Re: [rfc][patch] Avoid taking global tasklist_lock for single threadedprocess at getrusage()

From: Ravikiran G Thirumalai
Date: Wed Mar 22 2006 - 17:15:33 EST


On Mon, Mar 20, 2006 at 09:04:56PM +0300, Oleg Nesterov wrote:
> Hello Ravikiran,

Hi Oleg, sorry for the late response..

>
> Ravikiran G Thirumalai wrote:
> >
> > Following patch avoids taking the global tasklist_lock when possible,
> > if a process is single threaded during getrusage(). Any avoidance of
> > tasklist_lock is good for NUMA boxes (and possibly for large SMPs).
> >
> > ...
> >
> > static void k_getrusage(struct task_struct *p, int who, struct rusage *r)
> > @@ -1681,14 +1697,22 @@ static void k_getrusage(struct task_stru
> > struct task_struct *t;
> > unsigned long flags;
> > cputime_t utime, stime;
> > + int need_lock = 0;
> >
> > memset((char *) r, 0, sizeof *r);
> > -
> > - if (unlikely(!p->signal))
> > - return;
> > -
> > utime = stime = cputime_zero;
> >
> > + need_lock = (p != current || !thread_group_empty(p));
> > + if (need_lock) {
> > + read_lock(&tasklist_lock);
> > + if (unlikely(!p->signal)) {
> > + read_unlock(&tasklist_lock);
> > + return;
> > + }
> > + } else
> > + /* See locking comments above */
> > + smp_rmb();
> > +
>
> I think now it is possible to improve this patch.
>
> Could you look at these patches?
>
> [PATCH] introduce lock_task_sighand() helper
> http://marc.theaimsgroup.com/?l=linux-kernel&m=114028190927763
>
> [PATCH 0/3] make threads traversal ->siglock safe
> http://marc.theaimsgroup.com/?l=linux-kernel&m=114064825626496
>
> I think we can forget about tasklist_lock in k_getrusage() completely
> and just use lock_task_sighand().
>
> What do you think?

Great!! Nice patches to avoid tasklist lock on thread traversal.
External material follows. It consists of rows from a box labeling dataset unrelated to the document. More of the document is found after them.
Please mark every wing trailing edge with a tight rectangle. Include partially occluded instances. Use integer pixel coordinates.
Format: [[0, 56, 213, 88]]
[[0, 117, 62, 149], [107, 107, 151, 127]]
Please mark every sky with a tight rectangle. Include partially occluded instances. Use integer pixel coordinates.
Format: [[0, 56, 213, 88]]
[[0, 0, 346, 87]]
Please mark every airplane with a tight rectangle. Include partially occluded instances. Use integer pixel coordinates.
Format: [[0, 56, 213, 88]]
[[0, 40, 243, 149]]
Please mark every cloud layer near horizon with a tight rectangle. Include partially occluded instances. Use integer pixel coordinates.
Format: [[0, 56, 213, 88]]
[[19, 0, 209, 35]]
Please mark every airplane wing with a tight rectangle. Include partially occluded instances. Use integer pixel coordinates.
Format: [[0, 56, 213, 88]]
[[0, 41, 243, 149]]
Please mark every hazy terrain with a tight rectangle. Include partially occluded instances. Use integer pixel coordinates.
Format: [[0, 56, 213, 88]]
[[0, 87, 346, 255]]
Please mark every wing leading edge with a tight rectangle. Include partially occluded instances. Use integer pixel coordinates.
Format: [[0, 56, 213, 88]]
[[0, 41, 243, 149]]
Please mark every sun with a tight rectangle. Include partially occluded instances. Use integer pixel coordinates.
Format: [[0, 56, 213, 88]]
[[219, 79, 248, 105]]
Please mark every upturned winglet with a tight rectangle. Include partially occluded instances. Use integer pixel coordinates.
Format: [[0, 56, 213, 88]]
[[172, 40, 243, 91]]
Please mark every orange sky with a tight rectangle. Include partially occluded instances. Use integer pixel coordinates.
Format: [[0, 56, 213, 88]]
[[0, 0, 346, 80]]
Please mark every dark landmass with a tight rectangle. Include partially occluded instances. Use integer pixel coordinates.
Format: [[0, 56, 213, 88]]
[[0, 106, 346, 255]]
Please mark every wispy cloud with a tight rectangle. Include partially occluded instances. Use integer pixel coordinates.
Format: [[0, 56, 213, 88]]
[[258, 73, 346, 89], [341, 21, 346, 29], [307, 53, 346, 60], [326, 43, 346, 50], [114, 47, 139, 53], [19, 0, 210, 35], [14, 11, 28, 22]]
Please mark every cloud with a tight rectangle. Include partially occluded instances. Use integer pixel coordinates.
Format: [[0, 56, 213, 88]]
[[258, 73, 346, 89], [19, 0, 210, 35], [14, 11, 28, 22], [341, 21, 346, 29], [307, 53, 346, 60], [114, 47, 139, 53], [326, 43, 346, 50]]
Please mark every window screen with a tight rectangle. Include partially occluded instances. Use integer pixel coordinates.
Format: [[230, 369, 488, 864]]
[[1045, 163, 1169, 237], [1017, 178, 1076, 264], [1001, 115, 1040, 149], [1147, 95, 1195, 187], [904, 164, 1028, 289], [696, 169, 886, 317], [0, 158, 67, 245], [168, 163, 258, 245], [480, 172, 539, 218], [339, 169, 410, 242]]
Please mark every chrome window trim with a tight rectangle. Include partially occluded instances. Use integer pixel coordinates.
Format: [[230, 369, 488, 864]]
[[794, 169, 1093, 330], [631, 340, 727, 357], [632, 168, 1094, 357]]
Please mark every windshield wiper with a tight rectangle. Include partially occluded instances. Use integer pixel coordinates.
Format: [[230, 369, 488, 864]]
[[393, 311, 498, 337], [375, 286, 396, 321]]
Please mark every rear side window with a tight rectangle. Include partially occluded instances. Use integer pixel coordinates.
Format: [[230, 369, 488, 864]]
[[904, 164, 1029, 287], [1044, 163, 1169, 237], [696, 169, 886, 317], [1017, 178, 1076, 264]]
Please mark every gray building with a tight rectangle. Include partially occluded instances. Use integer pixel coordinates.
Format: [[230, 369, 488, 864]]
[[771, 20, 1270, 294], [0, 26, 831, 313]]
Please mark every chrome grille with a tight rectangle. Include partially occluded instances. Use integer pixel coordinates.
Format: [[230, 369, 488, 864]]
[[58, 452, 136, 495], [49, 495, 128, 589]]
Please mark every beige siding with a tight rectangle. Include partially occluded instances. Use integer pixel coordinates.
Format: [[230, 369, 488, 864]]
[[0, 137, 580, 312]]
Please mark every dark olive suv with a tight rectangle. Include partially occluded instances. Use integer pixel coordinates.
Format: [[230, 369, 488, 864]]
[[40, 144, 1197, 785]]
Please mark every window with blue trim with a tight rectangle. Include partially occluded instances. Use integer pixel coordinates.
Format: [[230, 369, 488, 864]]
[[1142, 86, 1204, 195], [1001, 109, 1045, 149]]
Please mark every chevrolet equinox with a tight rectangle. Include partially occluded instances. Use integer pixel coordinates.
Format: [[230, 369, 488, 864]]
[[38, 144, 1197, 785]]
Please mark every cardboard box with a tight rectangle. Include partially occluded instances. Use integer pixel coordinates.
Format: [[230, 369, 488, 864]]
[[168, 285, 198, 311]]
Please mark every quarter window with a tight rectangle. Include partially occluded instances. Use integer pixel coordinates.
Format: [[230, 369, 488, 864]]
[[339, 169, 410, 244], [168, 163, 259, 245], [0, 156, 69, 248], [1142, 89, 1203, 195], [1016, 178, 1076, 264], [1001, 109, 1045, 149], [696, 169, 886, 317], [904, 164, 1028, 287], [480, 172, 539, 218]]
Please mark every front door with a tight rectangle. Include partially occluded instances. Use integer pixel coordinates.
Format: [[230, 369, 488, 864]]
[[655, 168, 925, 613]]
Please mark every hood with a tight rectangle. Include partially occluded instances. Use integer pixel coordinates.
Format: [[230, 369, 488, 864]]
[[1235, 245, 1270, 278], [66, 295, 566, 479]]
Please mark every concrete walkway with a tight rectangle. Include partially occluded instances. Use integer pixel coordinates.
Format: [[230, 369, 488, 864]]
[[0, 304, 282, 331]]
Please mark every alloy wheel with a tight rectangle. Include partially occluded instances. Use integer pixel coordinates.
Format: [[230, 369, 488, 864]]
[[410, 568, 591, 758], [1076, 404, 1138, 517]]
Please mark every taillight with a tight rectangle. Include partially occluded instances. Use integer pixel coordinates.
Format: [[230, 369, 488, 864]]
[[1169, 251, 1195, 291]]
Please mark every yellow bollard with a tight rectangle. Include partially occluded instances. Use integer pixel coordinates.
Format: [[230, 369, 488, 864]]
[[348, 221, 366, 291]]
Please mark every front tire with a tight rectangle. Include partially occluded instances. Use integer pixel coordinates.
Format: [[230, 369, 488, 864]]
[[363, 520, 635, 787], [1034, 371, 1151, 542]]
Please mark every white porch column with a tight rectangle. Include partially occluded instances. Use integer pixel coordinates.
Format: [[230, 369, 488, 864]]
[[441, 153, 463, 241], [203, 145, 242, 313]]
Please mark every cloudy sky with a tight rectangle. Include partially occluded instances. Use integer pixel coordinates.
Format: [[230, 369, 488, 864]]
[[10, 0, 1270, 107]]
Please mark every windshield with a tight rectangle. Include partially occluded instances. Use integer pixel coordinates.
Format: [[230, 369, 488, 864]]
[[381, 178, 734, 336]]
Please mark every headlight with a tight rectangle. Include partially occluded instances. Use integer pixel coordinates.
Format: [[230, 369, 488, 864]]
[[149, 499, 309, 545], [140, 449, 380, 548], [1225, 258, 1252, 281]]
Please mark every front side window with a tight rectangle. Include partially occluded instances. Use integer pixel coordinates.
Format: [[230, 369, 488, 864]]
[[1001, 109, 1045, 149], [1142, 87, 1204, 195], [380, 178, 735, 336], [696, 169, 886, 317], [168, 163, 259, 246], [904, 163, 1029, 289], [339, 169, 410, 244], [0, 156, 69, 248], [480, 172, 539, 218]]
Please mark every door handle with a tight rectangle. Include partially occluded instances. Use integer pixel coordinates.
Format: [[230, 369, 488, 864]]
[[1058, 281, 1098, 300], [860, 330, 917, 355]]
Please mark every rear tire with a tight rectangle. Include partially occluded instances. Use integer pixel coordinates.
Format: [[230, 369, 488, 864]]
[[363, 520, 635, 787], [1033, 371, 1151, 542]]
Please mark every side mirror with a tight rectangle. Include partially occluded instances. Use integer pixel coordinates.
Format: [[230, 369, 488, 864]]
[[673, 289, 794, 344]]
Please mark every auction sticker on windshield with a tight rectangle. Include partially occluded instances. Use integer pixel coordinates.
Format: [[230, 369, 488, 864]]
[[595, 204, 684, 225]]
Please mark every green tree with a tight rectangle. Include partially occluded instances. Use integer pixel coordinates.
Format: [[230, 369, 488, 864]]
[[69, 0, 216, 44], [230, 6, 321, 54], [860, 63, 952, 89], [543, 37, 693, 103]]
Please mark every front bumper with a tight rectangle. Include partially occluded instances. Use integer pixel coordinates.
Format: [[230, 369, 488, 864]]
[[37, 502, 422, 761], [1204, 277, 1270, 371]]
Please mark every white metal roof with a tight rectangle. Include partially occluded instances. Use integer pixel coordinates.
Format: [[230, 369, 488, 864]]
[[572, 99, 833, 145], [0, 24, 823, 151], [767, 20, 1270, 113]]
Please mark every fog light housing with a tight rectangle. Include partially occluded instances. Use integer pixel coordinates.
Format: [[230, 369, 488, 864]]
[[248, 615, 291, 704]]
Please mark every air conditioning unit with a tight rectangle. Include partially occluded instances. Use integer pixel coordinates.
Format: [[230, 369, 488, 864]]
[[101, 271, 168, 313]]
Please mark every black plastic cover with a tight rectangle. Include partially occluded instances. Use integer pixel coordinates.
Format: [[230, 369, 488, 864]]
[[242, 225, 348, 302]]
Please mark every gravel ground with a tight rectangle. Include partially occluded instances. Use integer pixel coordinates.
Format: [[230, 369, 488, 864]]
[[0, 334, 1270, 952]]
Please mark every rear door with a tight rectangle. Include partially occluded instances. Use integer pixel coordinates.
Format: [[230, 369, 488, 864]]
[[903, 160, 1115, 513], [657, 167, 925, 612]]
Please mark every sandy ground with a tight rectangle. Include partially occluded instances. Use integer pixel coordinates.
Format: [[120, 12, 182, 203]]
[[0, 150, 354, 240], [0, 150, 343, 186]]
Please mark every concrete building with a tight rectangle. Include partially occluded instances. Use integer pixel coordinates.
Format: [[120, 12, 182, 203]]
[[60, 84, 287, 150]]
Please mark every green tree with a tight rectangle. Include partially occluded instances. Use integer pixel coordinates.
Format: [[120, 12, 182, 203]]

However, I was trying to comprehend the tasklist locking changes in
2.6.16-rc6mm2 and hit upon:

__exit_signal
cleanup_sighand(tsk);
kmem_cache_free(sighand)
spin_unlock(sighand->lock)

It looked suspicious to me until I realised sighand cache now had
SLAB_DESTROY_BY_RCU. Can we please add comments (at cleanup_sighand or
__exit_signal) to make it a bit clearer for people like me :)

How is the following patch to avoid tasklist lock completely at getrusage?
(Andrew, I can remake the patch against a reverted
avoid-taking-global-tasklist_lock-for-single-threadedprocess-at-getrusage
if you prefer it that way)

Thanks,
Kiran


Change avoid-taking-global-tasklist_lock-for-single-threadedprocess-at-getrusage
patch to not take the global tasklist lock at all. We don't need to take
the tasklist lock for thread traversal of a process since Oleg's
do-__unhash_process-under-siglock.patch and related work.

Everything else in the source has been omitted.